We open with Mozart’s Fantasia in D minor, played on the Brodmann piano. This piano, built in Vienna in 1814, has 4 pedals: una corda and forte, as are still found on modern pianos, and bassoon and celeste. These pedals make it possible to modify the fortepiano’s timbre and intensity. When you listen to this piano in performance, you are immediately struck by the piano’s stillness. The strings to not resonate in a way that we’re used to and there’s a silence between notes that we’re not familiar with. In addition, the action is particularly easy so that runs up and down the piano seem to roll off the fingers.
Mozart: Fantasia in D Minor, K. 397 (Vanessa Wagner, fortepiano)
When Ms. Wagner switches to the Yamaha piano for Mozart’s Piano Sonata No. 17, we hear the immediate change in sound, most particularly in the resonance and echo of the larger instrument. The runs seem less effortless – they still run, but the flow has changed.

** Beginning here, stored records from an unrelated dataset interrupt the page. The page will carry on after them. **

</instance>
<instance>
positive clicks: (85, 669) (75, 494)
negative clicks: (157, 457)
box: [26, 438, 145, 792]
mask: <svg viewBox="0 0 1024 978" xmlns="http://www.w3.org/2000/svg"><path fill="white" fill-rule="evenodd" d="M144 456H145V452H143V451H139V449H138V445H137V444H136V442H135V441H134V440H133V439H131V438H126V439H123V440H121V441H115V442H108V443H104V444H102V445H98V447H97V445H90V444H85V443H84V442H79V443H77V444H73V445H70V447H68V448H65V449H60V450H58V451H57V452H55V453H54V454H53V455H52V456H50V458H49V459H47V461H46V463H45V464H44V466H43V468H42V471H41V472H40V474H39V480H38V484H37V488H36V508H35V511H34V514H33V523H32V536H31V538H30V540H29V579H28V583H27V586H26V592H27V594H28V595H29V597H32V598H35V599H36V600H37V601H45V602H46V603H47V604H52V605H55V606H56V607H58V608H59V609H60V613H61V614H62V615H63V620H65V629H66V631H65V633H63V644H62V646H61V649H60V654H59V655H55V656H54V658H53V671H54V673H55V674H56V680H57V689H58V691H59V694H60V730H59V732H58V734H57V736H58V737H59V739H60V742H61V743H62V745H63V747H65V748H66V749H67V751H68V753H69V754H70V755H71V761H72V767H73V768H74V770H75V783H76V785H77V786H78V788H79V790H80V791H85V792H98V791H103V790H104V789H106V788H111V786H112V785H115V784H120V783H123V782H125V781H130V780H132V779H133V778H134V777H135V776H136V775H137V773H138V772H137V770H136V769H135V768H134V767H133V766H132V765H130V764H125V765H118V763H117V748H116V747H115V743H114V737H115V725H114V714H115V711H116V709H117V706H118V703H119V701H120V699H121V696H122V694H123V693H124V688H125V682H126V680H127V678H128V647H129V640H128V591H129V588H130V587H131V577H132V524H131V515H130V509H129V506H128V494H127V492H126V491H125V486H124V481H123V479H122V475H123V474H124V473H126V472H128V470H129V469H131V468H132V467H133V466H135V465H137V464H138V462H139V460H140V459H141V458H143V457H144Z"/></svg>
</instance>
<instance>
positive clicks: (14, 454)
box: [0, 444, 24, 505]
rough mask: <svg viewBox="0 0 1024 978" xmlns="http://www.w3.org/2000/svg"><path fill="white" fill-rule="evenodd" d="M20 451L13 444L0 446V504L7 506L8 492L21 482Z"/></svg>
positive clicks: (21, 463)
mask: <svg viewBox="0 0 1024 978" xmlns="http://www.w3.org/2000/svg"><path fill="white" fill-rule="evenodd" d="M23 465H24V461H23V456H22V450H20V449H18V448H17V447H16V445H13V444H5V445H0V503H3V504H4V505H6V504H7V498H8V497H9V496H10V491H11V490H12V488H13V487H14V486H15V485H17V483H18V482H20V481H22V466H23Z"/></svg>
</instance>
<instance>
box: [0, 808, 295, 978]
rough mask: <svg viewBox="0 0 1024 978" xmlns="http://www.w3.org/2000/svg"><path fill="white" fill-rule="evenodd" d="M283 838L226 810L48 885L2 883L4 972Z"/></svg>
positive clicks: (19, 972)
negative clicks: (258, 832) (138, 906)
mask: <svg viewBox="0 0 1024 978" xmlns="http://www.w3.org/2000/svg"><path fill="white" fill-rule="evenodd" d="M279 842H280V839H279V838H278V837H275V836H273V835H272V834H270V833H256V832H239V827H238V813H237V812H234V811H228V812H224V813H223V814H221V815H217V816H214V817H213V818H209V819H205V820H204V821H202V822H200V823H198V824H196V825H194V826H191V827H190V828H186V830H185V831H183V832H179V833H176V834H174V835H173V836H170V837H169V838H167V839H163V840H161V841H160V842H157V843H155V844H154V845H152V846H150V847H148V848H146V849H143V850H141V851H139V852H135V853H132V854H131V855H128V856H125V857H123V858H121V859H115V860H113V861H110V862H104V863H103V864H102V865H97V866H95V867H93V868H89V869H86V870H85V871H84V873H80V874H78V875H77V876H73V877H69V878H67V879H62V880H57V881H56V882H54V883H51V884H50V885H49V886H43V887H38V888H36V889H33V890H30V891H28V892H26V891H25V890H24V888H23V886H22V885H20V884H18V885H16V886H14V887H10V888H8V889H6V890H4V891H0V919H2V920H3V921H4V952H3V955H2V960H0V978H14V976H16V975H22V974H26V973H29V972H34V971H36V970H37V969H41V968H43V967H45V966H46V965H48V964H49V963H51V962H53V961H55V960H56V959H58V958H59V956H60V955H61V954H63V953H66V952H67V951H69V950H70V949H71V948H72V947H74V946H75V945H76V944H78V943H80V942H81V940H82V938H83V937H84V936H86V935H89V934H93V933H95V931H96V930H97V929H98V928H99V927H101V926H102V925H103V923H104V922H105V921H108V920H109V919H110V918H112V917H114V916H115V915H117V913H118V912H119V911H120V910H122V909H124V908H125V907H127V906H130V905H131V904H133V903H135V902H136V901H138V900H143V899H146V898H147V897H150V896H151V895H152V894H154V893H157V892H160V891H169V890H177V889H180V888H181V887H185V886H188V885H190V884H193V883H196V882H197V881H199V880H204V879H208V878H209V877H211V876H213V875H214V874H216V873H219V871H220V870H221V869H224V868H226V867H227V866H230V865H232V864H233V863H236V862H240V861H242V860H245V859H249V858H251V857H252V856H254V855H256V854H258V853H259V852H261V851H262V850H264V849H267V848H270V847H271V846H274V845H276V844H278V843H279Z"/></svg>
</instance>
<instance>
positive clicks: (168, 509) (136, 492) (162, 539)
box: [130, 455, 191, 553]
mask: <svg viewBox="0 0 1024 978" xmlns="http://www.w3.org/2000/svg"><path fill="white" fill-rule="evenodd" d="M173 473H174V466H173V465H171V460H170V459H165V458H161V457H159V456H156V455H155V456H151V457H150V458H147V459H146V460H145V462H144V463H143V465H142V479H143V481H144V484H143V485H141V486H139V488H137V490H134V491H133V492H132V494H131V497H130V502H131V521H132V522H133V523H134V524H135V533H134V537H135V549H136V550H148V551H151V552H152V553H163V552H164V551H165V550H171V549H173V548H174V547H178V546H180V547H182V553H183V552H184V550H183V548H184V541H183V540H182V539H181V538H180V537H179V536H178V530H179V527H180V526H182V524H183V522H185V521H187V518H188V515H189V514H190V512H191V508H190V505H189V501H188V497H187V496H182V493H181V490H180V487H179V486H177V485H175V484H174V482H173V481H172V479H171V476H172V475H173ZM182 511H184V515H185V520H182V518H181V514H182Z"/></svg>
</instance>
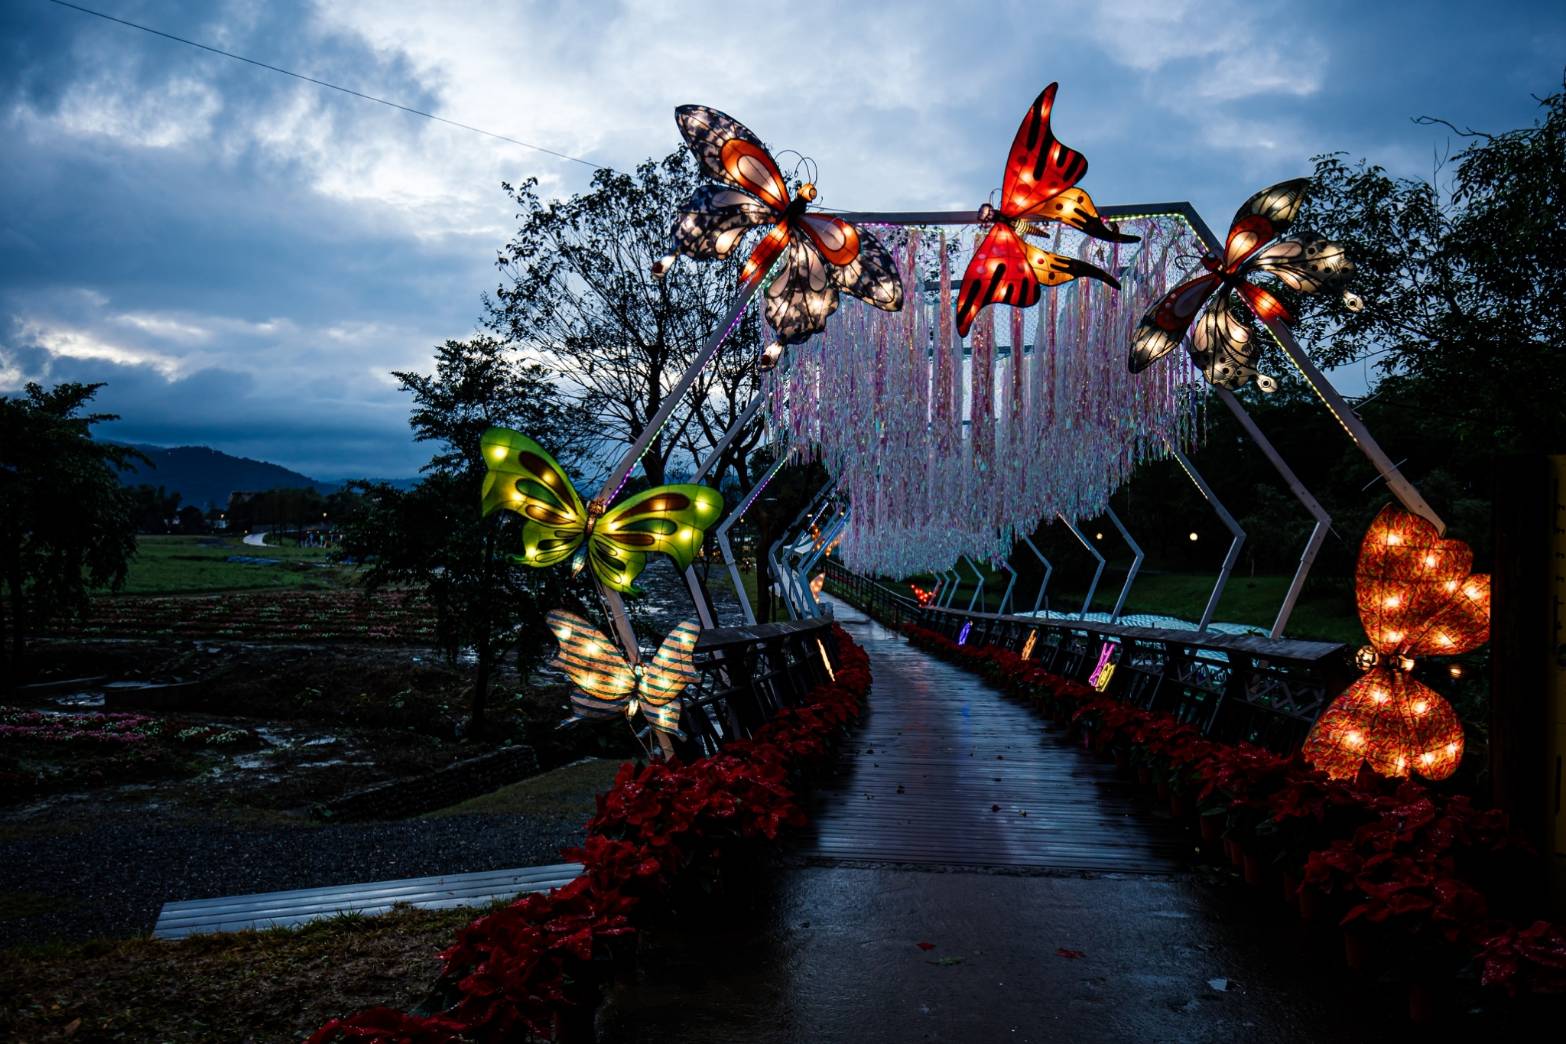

Mozart: Piano Sonata No. 17 in B flat minor, K. 570: I. Allegro
When she moves to the older composer, Clementi, first on the Brodmann, we again hear the thin sound of the early 19th century keyboard. But now we can also hear some of the subtleties of this piano. Each area of the piano seems to have a different feeling – a bright high voice, a reassuring middle voice, and a slightly fuller bass sound. This helps us differentiate between the voices more easily – the high melodies seem to sing above the middle and lower sounds.
Clementi: Piano Sonata in F major, Op. 23/2: I. Allegro con spirito
On the Yamaha piano, the voices are more alike and much louder. It’s as though the shading of the earlier instrument has been stripped away like a varnish and now the music itself lies exposed.
Clementi: Keyboard Sonata in G Minor, Op. 50, No. 3, “Didone abbandonata”: IV. Allegro agitato, e con disperazione
Clementi was one of the great virtuosos of his day, and Beethoven regarded him as one of the finest sonata composers he knew. Clementi became known as the ‘Father of the Piano’ for his ability to write works that drew out the capabilities of the piano. That knowledge, tied with his own virtuosic playing, resulted in works that even the young Mozarts (Wolfgang and Nannerl) found difficult.
This lovely recording gives us a chance to contrast two near contemporaries – and two who in 1781 were actually paired against each other in a piano competition in Vienna. The competition, held by Emperor Joseph II on Christmas Eve, was declared a tie, but between themselves, the two pianists agreed that Mozart had ‘won.’